If you ever did any plain stores (assignments with =, not interlocked RMW), volatile would have an effect on those, too. That might mean waiting for the store buffer to drain before later memory ops in this thread can run, if C# volatile gives semantics like C++ memory_order_seq_cst. In that case, you'd be slowing down the code involving the stores a lot, if you didn't need ordering wrt. other loads/stores. If you did such a store before this CAS code, yeah you'd be waiting until the store (and all previous stores) were globally visible to try reloading it. This would mean a reload + CAS the CPU is waiting to do right after are very likely to not have to spin because the CPU will have ownership of that line, but I think you'd effectively get similar behaviour from the full barrier that's part of an Interlocked CAS.

You could get some insights by studying the source code of the ImmutableInterlocked.Update method:

/// <summary>
/// Mutates a value in-place with optimistic locking transaction semantics
/// via a specified transformation function.
/// The transformation is retried as many times as necessary to win the
/// optimistic locking race.
/// </summary>
public static bool Update<T>(ref T location, Func<T, T> transformer)
    where T : class
{
    Requires.NotNull(transformer, "transformer");

    bool successful;
    T oldValue = Volatile.Read(ref location);
    do
    {
        T newValue = transformer(oldValue);
        if (ReferenceEquals(oldValue, newValue))
        {
            // No change was actually required.
            return false;
        }

        T interlockedResult = Interlocked.CompareExchange(ref location,
            newValue, oldValue);
        successful = ReferenceEquals(oldValue, interlockedResult);
        oldValue = interlockedResult; // we already have a volatile read
            // that we can reuse for the next loop
    }
    while (!successful);
    return true;
}

You can see that the method starts by making a volatile read on the location argument. I think that there are two reasons for that:

1. This method has a little twist by avoiding the Interlocked.CompareExchange operation, in case the new value happens to be the same with the already stored value.
2. The transformer delegate has an unknown computational complexity, so invoking it on a potentially stale value could be much more costly than the cost of the initial Volatile.Read.

It does not matter since Interlocked.CompareExchange inserts memory barriers.

initialValue = totalValue;

At this point the totalValue could be anything.
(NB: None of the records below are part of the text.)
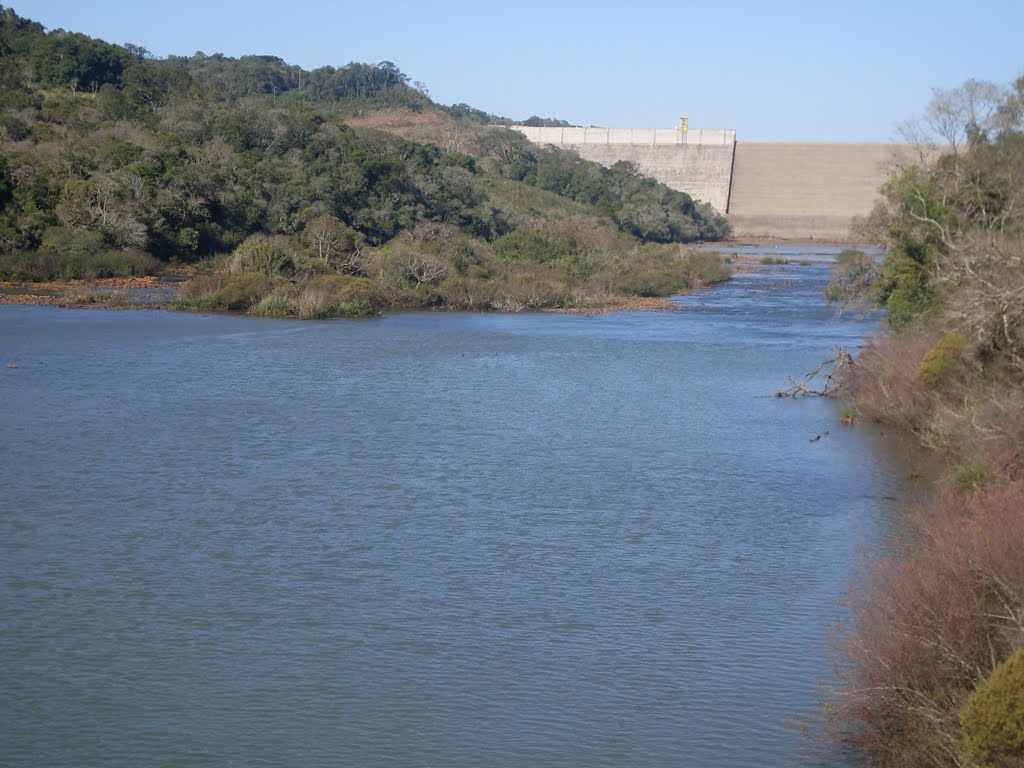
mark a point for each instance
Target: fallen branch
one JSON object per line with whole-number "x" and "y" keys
{"x": 829, "y": 369}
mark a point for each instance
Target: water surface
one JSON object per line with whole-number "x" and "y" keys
{"x": 426, "y": 540}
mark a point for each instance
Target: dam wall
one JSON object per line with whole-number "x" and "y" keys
{"x": 805, "y": 190}
{"x": 792, "y": 190}
{"x": 696, "y": 162}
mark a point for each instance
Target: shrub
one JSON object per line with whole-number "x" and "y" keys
{"x": 243, "y": 291}
{"x": 219, "y": 292}
{"x": 706, "y": 268}
{"x": 337, "y": 295}
{"x": 276, "y": 304}
{"x": 969, "y": 475}
{"x": 929, "y": 626}
{"x": 262, "y": 254}
{"x": 992, "y": 717}
{"x": 941, "y": 359}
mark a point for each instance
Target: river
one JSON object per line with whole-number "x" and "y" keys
{"x": 429, "y": 539}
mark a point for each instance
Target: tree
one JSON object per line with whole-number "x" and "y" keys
{"x": 335, "y": 244}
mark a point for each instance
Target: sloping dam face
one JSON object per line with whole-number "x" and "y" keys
{"x": 805, "y": 189}
{"x": 777, "y": 189}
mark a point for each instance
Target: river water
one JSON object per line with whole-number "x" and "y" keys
{"x": 430, "y": 539}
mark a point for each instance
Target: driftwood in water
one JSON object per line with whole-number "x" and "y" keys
{"x": 829, "y": 370}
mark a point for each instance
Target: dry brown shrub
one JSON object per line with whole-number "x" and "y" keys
{"x": 930, "y": 623}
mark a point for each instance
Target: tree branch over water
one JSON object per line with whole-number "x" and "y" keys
{"x": 826, "y": 372}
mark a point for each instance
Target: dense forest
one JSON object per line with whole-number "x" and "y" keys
{"x": 114, "y": 163}
{"x": 936, "y": 647}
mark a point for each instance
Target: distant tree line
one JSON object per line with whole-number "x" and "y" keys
{"x": 112, "y": 160}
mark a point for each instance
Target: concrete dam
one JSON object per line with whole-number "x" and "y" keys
{"x": 776, "y": 189}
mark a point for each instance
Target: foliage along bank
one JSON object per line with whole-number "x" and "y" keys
{"x": 934, "y": 647}
{"x": 113, "y": 163}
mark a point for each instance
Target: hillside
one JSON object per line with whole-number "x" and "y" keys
{"x": 115, "y": 163}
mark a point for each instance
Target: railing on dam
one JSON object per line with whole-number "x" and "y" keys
{"x": 634, "y": 136}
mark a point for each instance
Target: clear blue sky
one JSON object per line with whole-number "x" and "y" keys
{"x": 774, "y": 71}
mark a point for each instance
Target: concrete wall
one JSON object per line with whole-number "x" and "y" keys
{"x": 696, "y": 162}
{"x": 779, "y": 189}
{"x": 805, "y": 189}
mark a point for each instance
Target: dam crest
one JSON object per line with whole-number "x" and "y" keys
{"x": 803, "y": 190}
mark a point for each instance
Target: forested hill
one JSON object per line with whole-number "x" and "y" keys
{"x": 108, "y": 151}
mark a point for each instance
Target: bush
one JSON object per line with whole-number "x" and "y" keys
{"x": 337, "y": 295}
{"x": 208, "y": 293}
{"x": 929, "y": 625}
{"x": 261, "y": 254}
{"x": 276, "y": 304}
{"x": 992, "y": 718}
{"x": 941, "y": 359}
{"x": 969, "y": 475}
{"x": 706, "y": 268}
{"x": 243, "y": 291}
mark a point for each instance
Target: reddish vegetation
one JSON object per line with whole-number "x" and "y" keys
{"x": 936, "y": 614}
{"x": 931, "y": 623}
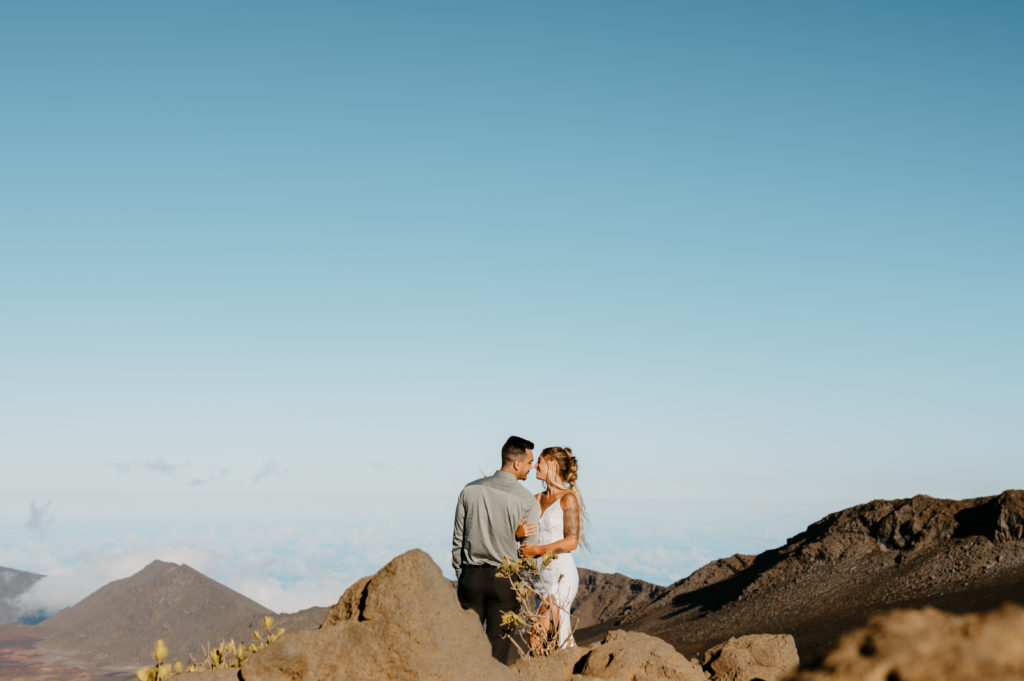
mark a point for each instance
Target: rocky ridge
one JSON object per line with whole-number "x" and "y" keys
{"x": 960, "y": 555}
{"x": 14, "y": 583}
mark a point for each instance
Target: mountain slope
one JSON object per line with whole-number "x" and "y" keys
{"x": 957, "y": 555}
{"x": 120, "y": 623}
{"x": 604, "y": 596}
{"x": 13, "y": 583}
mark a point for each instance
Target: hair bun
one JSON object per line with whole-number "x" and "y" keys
{"x": 573, "y": 466}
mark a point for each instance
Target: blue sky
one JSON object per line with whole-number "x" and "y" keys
{"x": 275, "y": 281}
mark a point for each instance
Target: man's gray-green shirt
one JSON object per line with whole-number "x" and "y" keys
{"x": 488, "y": 512}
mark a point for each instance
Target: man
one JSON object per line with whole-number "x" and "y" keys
{"x": 487, "y": 521}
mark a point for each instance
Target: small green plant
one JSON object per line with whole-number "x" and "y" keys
{"x": 225, "y": 655}
{"x": 530, "y": 629}
{"x": 160, "y": 671}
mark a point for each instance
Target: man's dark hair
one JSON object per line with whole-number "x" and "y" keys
{"x": 515, "y": 448}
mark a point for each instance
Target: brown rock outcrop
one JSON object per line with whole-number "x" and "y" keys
{"x": 764, "y": 656}
{"x": 635, "y": 656}
{"x": 404, "y": 623}
{"x": 930, "y": 645}
{"x": 960, "y": 555}
{"x": 621, "y": 656}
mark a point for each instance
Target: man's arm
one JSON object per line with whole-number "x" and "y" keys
{"x": 458, "y": 536}
{"x": 531, "y": 514}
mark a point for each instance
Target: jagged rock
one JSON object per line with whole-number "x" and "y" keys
{"x": 930, "y": 645}
{"x": 764, "y": 656}
{"x": 605, "y": 596}
{"x": 962, "y": 555}
{"x": 403, "y": 624}
{"x": 214, "y": 675}
{"x": 558, "y": 666}
{"x": 635, "y": 656}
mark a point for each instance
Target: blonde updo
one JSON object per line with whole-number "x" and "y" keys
{"x": 564, "y": 463}
{"x": 566, "y": 467}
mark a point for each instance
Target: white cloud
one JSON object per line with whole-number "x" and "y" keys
{"x": 39, "y": 518}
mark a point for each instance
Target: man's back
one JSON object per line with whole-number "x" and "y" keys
{"x": 487, "y": 514}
Stale value from cache, just replaced, who knowns. While volatile would prevent reading a cached value, the value might become stale just after it was read, so volatile does not solve anything.

Interlocked.CompareExchange(ref totalValue, computedValue, initialValue)
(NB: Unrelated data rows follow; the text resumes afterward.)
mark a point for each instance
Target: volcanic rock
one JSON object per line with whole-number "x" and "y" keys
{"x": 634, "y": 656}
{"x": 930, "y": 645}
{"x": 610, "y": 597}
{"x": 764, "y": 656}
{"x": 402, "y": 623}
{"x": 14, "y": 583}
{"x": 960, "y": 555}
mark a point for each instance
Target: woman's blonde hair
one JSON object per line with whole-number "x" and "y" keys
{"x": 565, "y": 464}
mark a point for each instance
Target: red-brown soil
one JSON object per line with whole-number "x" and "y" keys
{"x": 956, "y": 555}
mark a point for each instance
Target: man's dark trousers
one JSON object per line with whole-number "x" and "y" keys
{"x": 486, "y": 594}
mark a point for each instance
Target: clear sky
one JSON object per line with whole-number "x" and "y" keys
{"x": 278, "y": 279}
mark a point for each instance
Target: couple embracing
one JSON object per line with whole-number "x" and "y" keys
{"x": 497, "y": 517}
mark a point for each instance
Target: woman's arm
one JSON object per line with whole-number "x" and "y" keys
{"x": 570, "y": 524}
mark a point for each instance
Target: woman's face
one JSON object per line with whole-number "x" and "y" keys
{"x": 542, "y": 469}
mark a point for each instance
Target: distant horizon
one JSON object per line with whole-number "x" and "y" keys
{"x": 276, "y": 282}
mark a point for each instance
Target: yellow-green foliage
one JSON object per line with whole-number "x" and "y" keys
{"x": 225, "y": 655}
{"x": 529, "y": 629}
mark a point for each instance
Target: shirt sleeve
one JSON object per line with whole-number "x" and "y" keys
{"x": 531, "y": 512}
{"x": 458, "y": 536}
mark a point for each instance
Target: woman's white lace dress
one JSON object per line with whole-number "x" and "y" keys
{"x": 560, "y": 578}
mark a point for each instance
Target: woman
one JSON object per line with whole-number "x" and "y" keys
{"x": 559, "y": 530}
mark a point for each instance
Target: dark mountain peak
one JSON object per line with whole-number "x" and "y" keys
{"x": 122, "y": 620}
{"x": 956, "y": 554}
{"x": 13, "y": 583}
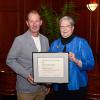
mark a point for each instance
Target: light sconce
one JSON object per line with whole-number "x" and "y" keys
{"x": 92, "y": 5}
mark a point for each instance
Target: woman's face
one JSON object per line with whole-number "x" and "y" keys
{"x": 66, "y": 28}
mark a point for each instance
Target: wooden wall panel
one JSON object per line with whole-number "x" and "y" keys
{"x": 12, "y": 23}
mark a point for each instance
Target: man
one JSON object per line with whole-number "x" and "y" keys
{"x": 80, "y": 60}
{"x": 20, "y": 58}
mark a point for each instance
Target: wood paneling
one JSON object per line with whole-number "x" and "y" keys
{"x": 12, "y": 23}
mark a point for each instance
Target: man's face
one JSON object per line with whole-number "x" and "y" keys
{"x": 66, "y": 28}
{"x": 34, "y": 22}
At this point we have memory barriers that ensures totalValue is up to date. If it is equal to initialValue, then we also know that the initialValue was not stale when we started the computation. If it is not equal we try again, and since we have issued a memory barrier we do not risk getting the same stale value the next iteration.

Edit: I find it very unlikely that there would be any performance difference. If there is no contention there is little reason for the value to be stale. If there is high contention the time will be dominated by needing to loop.